Cleburne County Middle School student Eric Havard screams in the Call of the Wildman contest during the school’s Mountain Men Expedition on Friday in Heflin, Al. pic.twitter.com/tW6K2FYi4W— Bill Wilson (@bwilson_star) May 17, 2019
Fifty-two Cleburne County Middle School seventh-grade boys attended the annual rite of passage which prepares them for their transition to the high school, according to Jennifer Swafford, CCMS guidance counselor.
“We are very, very excited that we get to take these young men off campus for at least one day and have them bond together and discover whether they’re going to be a legend or a myth,” Swafford said.
The boys were divided into the Yeti, Bigfoot and Sasquatch tribes and competed against each other during the day. Activities included making a mountain meal, archery, Bigfoot hunt, fire challenge and disc golf.
Speakers discussed vaping and alcohol, leadership and responsibility.
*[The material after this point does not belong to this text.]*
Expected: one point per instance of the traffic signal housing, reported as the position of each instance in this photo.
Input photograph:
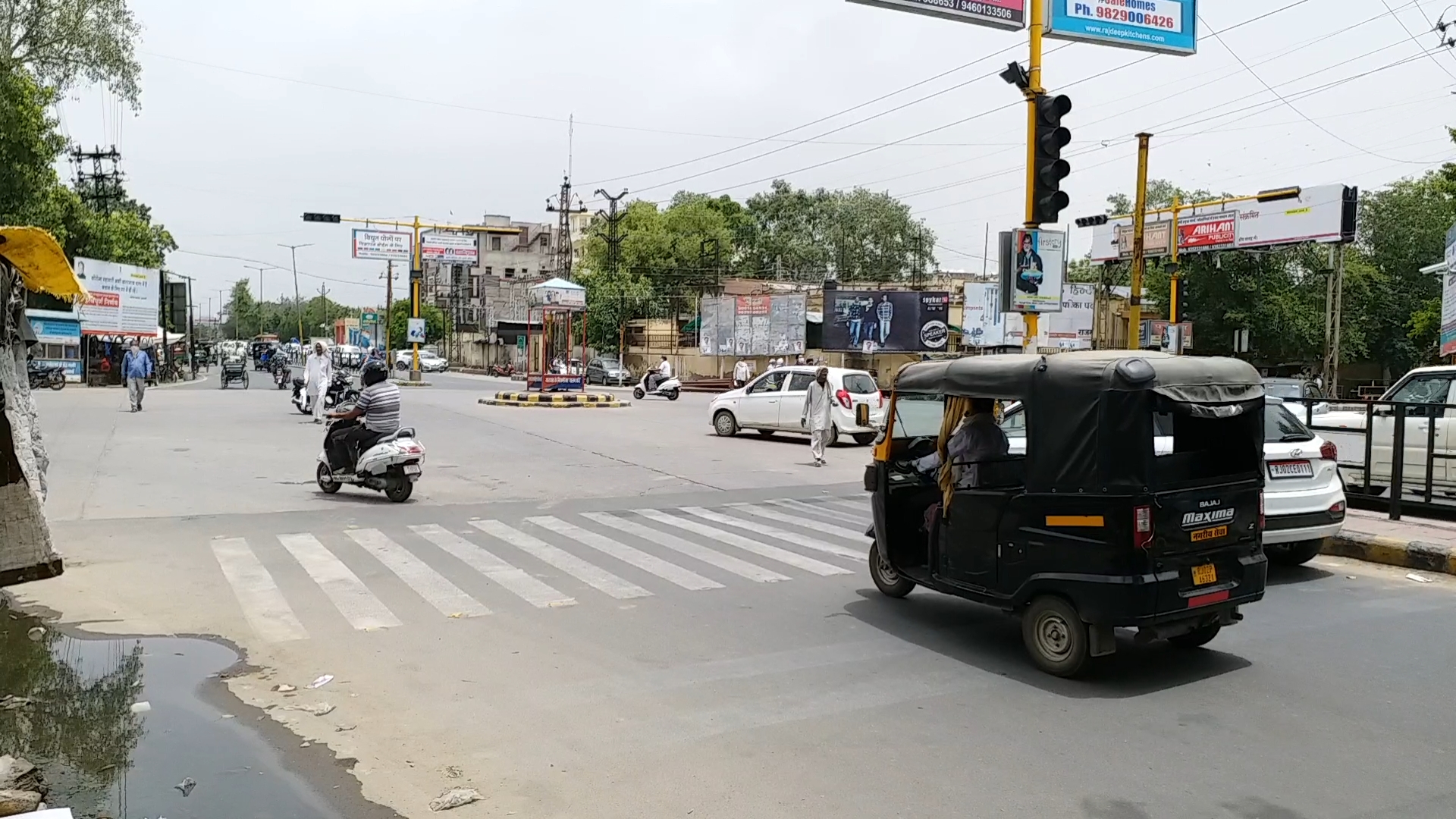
(1049, 137)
Brent Thompson, pastor of Heflin Baptist Church, stood in the shade of an oak tree overlooking the Cahulga watershed and gave the kids a heartfelt talking-to.
“We’re just trying to be a positive influence, to help them make the right decisions as they go into high school,” Thompson said.
Thompson stressed reading and leadership during his speech and said if he had a chance to go back in time he would read more.
“I would spend more time reading because if you’re going to lead, listen here, we need leaders guys, we don’t need people that’s just going to follow the crowd and we don’t need people who just fit in. We need people who will stand out, who will step up and will lead,” Thompson said.
Jacob Cavender, 13, chomped on his mountain meal which consisted of steaming hunks of hamburger, potatoes, carrots, mushrooms and onions wrapped in aluminum foil after being cooked in a large grill.
“It’s really good, the potatoes are the best,” said Cavender.
Cavender said the experience made him feel like a “grownup.”
“It’s really fun, it’s funner than I expected it would be,” Cavender said.
Triston Denney, 13, also enjoyed his mountain meal, saying that “it’s full of meat and vegetables and there’s nothing better.”
Todd Chandler, middle school principal, was busy helping other volunteers with the mountain meals at lunch. Chandler said older students have returned to help out with the event, now in its seventh year, and remember it fondly.
“This is a big memory-maker and that’s what’s it about, making memories,” Chandler said.